BRICS: Huge Capital Inflows from West Hurting Us


New Delhi: The world's leading emerging economies asked for increased global cooperation to stem excessive capital inflows into their respective countries as it could play havoc with commodity prices among other things and affect growth. "Excessive liquidity from the aggressive policy actions taken by central banks to stabilize their domestic economies have been spilling over into emerging market economies, fostering excessive volatility in capital flows and commodity prices," Brazil, Russia, India, China and South Africa said in a joint declaration after their one-day summit here.

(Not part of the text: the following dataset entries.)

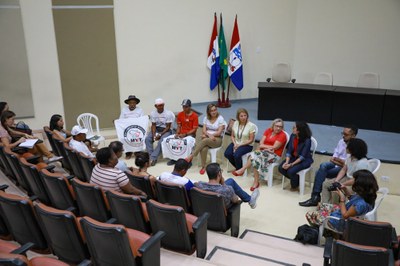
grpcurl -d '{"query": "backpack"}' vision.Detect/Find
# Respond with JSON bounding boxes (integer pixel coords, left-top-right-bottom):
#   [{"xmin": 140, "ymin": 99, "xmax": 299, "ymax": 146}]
[{"xmin": 294, "ymin": 224, "xmax": 319, "ymax": 245}]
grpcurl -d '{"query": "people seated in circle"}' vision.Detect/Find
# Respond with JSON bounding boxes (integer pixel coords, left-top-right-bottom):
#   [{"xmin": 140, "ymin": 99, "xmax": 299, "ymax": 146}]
[
  {"xmin": 224, "ymin": 108, "xmax": 256, "ymax": 170},
  {"xmin": 119, "ymin": 95, "xmax": 145, "ymax": 160},
  {"xmin": 321, "ymin": 138, "xmax": 372, "ymax": 203},
  {"xmin": 195, "ymin": 163, "xmax": 260, "ymax": 209},
  {"xmin": 49, "ymin": 114, "xmax": 72, "ymax": 143},
  {"xmin": 157, "ymin": 159, "xmax": 195, "ymax": 192},
  {"xmin": 186, "ymin": 103, "xmax": 226, "ymax": 175},
  {"xmin": 90, "ymin": 147, "xmax": 147, "ymax": 197},
  {"xmin": 306, "ymin": 170, "xmax": 379, "ymax": 232},
  {"xmin": 232, "ymin": 118, "xmax": 287, "ymax": 191},
  {"xmin": 278, "ymin": 121, "xmax": 314, "ymax": 191},
  {"xmin": 145, "ymin": 98, "xmax": 175, "ymax": 166},
  {"xmin": 0, "ymin": 110, "xmax": 62, "ymax": 163},
  {"xmin": 299, "ymin": 125, "xmax": 358, "ymax": 207}
]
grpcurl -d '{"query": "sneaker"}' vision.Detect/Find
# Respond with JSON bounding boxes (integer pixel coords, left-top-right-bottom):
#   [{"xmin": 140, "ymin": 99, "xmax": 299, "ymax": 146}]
[
  {"xmin": 249, "ymin": 188, "xmax": 260, "ymax": 209},
  {"xmin": 47, "ymin": 156, "xmax": 63, "ymax": 163},
  {"xmin": 167, "ymin": 160, "xmax": 176, "ymax": 165}
]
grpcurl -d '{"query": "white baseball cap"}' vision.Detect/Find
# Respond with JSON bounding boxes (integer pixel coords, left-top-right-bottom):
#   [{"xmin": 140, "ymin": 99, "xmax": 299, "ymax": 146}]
[
  {"xmin": 71, "ymin": 125, "xmax": 88, "ymax": 136},
  {"xmin": 154, "ymin": 98, "xmax": 164, "ymax": 105}
]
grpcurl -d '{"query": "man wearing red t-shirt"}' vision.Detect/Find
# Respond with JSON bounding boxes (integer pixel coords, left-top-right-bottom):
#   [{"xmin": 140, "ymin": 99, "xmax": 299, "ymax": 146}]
[{"xmin": 163, "ymin": 99, "xmax": 199, "ymax": 165}]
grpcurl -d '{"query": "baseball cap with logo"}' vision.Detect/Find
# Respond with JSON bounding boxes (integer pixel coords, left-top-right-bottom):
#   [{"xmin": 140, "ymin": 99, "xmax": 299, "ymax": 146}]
[
  {"xmin": 182, "ymin": 99, "xmax": 192, "ymax": 106},
  {"xmin": 71, "ymin": 125, "xmax": 88, "ymax": 136}
]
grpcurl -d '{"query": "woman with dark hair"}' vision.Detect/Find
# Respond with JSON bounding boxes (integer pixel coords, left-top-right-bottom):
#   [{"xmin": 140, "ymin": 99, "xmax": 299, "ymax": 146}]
[
  {"xmin": 132, "ymin": 151, "xmax": 156, "ymax": 192},
  {"xmin": 49, "ymin": 115, "xmax": 72, "ymax": 142},
  {"xmin": 278, "ymin": 121, "xmax": 314, "ymax": 191},
  {"xmin": 186, "ymin": 103, "xmax": 226, "ymax": 175},
  {"xmin": 321, "ymin": 138, "xmax": 372, "ymax": 203},
  {"xmin": 224, "ymin": 108, "xmax": 256, "ymax": 170},
  {"xmin": 306, "ymin": 170, "xmax": 379, "ymax": 232},
  {"xmin": 0, "ymin": 111, "xmax": 62, "ymax": 162}
]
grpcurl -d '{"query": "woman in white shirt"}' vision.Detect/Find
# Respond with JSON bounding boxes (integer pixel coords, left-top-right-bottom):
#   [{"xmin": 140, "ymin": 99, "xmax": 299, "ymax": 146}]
[
  {"xmin": 224, "ymin": 108, "xmax": 256, "ymax": 170},
  {"xmin": 186, "ymin": 103, "xmax": 226, "ymax": 175}
]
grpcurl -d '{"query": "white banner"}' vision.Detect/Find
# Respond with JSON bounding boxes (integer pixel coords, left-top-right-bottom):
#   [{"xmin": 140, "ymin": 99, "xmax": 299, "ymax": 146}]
[
  {"xmin": 161, "ymin": 135, "xmax": 196, "ymax": 160},
  {"xmin": 114, "ymin": 115, "xmax": 149, "ymax": 152}
]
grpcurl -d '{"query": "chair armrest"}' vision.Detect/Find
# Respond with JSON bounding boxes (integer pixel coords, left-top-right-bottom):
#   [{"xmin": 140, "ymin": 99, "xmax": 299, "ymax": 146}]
[
  {"xmin": 11, "ymin": 242, "xmax": 35, "ymax": 255},
  {"xmin": 192, "ymin": 212, "xmax": 210, "ymax": 259},
  {"xmin": 324, "ymin": 237, "xmax": 333, "ymax": 266},
  {"xmin": 228, "ymin": 202, "xmax": 242, "ymax": 237},
  {"xmin": 138, "ymin": 231, "xmax": 165, "ymax": 266},
  {"xmin": 78, "ymin": 260, "xmax": 92, "ymax": 266}
]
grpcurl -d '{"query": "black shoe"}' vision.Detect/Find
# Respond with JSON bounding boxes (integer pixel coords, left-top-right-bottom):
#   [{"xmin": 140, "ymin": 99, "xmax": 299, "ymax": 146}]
[
  {"xmin": 299, "ymin": 197, "xmax": 320, "ymax": 207},
  {"xmin": 167, "ymin": 160, "xmax": 176, "ymax": 165}
]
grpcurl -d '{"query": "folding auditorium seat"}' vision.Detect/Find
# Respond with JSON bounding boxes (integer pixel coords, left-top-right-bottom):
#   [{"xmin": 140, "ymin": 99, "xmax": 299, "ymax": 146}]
[{"xmin": 146, "ymin": 200, "xmax": 210, "ymax": 258}]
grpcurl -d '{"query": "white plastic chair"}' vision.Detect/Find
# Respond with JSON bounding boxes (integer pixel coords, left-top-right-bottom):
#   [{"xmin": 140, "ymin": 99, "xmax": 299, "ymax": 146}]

The BRICS countries said the developed economies should look at making structural reforms to raise growth rather than adopt aggressive monetary policies and put global economic stability in jeopardy. "We believe that it is critical for advanced economies to adopt responsible macroeconomic and financial policies, avoid creating excessive global liquidity and undertake structural reforms to lift growth that create jobs," said the declaration. The call to restrain huge capital fund flows from western countries came a day after President, Dilma Rousseff, of Brazil held developed economies responsible for a "monetary tsunami" which was threatening to derail growth of his and other emerging countries. "We draw attention to the risks of large and volatile cross-border capital flows being faced by the emerging economies," the joint declaration said. "We call for further international financial regulatory oversight and reform, strengthening policy coordination and financial regulation and supervision cooperation, and promoting the sound development of global financial markets and banking systems."